Stylidium divergens

Scientific classification
- Kingdom: Plantae
- Clade: Tracheophytes
- Clade: Angiosperms
- Clade: Eudicots
- Clade: Asterids
- Order: Asterales
- Family: Stylidiaceae
- Genus: Stylidium
- Subgenus: Stylidium subg. Andersonia
- Section: Stylidium sect. Andersonia
- Species: S. divergens
- Binomial name: Stylidium divergens A.R.Bean

= Stylidium divergens =

- Genus: Stylidium
- Species: divergens
- Authority: A.R.Bean

Species of carnivorous plant

Stylidium divergens is a dicotyledonous plant that belongs to the genus Stylidium (family Stylidiaceae) and was described as a new species in 2000. The specific epithet divergens means diverging or separating, referring to the widely spreading posterior petals.

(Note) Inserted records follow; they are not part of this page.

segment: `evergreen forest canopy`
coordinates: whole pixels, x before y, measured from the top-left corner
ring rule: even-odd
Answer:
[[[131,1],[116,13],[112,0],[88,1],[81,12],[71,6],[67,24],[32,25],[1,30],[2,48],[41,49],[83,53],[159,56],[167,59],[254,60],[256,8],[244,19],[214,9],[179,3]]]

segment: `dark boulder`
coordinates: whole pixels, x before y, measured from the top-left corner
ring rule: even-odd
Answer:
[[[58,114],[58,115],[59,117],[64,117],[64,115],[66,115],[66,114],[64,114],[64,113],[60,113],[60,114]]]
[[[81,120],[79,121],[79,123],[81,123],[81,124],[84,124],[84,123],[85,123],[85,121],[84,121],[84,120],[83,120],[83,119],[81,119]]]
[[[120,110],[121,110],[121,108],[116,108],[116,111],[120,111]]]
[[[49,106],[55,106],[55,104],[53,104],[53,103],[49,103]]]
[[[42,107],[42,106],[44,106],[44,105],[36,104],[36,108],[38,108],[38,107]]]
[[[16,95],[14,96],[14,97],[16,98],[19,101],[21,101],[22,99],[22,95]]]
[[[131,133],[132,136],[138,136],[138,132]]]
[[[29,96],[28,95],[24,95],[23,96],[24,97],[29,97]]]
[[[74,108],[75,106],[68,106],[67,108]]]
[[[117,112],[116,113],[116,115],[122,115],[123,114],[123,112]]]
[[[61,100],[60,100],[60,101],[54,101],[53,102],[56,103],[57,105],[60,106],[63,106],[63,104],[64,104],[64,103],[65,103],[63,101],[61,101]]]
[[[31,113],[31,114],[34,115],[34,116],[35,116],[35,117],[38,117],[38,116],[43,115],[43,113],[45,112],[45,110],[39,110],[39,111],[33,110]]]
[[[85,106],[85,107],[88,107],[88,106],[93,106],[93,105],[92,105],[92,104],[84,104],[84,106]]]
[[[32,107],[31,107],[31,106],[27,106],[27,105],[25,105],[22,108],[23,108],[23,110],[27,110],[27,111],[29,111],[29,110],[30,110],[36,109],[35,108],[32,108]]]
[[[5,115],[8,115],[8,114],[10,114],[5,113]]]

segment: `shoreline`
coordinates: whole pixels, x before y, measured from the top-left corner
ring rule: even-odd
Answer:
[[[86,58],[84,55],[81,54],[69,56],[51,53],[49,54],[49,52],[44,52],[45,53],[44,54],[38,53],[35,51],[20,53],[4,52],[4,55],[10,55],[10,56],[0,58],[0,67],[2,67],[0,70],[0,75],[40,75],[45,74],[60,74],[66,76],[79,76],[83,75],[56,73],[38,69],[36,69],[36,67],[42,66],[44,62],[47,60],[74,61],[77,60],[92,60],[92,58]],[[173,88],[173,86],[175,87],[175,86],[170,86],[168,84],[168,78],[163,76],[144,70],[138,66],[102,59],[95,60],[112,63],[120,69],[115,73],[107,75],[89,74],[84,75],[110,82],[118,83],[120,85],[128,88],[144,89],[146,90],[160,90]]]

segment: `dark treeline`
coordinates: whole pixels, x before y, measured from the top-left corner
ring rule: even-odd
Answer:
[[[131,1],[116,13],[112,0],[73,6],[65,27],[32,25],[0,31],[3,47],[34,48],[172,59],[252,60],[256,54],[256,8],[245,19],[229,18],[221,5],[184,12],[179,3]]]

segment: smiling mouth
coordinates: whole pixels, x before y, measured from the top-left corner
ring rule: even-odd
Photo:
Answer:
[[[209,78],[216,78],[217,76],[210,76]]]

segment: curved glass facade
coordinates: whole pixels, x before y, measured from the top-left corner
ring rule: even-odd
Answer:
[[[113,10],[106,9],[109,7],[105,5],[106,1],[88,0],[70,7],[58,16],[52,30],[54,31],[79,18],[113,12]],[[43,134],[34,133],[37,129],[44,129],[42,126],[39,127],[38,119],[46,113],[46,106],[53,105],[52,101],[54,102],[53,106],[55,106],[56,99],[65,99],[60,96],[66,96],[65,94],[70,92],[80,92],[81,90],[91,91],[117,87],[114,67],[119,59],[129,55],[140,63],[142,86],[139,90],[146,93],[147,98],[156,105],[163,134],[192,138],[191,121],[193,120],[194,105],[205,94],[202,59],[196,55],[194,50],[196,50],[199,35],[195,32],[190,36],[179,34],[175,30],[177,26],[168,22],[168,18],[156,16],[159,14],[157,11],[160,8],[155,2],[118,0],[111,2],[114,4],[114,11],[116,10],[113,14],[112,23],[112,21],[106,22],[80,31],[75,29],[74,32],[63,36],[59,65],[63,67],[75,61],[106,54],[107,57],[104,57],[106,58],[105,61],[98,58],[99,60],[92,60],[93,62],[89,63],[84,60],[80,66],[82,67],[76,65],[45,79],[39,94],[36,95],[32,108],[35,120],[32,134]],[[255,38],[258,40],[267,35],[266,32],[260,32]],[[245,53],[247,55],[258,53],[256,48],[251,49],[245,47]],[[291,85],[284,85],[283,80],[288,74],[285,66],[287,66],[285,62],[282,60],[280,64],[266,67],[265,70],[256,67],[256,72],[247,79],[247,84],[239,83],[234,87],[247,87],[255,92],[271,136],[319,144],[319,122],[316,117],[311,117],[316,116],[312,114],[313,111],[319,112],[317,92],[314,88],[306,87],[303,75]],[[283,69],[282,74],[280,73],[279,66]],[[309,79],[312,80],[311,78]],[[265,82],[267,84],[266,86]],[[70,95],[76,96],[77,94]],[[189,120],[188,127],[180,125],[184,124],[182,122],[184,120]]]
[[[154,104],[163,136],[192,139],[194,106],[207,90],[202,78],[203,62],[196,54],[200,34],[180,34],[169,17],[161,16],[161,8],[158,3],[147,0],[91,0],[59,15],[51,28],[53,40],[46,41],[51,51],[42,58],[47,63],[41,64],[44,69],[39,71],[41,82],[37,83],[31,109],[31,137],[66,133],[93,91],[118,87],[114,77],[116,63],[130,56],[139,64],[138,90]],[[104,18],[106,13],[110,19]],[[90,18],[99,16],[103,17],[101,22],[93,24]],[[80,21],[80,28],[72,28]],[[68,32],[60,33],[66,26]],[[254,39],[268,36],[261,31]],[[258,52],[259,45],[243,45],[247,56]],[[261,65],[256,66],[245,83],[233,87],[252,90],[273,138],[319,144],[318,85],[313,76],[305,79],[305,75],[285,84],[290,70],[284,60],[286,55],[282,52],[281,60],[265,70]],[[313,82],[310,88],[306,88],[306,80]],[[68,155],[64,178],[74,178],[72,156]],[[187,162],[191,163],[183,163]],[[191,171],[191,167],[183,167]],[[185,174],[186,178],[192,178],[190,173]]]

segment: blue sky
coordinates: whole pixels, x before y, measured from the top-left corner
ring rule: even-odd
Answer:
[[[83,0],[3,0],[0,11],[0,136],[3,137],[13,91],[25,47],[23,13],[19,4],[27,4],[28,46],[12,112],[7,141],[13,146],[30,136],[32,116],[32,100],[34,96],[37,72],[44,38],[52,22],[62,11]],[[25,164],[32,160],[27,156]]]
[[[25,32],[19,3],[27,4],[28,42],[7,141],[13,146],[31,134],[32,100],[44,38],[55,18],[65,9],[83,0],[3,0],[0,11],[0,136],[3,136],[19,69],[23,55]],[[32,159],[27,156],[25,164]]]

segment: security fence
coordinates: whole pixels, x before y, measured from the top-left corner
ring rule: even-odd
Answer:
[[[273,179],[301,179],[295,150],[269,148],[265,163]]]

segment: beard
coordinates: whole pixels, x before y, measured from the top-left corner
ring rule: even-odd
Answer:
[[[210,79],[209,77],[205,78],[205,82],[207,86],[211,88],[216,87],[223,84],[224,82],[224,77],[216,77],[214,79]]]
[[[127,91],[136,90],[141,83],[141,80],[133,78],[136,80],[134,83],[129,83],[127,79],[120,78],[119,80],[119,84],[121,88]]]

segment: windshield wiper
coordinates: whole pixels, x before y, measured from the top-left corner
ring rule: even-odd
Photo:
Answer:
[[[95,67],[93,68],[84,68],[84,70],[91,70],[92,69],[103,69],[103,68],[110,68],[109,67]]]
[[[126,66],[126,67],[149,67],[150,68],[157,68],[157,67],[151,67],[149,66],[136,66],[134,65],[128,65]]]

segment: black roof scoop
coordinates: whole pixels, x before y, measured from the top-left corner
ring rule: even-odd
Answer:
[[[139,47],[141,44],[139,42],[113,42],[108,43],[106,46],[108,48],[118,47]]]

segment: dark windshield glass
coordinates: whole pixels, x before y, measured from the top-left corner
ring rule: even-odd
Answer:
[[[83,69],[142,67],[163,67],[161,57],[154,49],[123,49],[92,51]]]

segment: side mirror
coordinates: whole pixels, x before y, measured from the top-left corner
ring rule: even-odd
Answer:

It is an erect annual plant that grows from 7 to 27 cm tall. Obovate, orbicular, or elliptical leaves, about 2-6 per plant, form a basal rosette. The leaves are generally 4-21 mm long and 3-5 mm wide. This species generally has one to six scapes and cymose inflorescences that are 4-24 cm long. Flowers are white or mauve. S. divergens is endemic to Kakadu National Park in the Northern Territory of Australia. Its typical habitats are sandstone slopes and gullies. It flowers in the Southern Hemisphere in April. S. divergens is most closely related to S. accedens. Its conservation status has been assessed as data-deficient.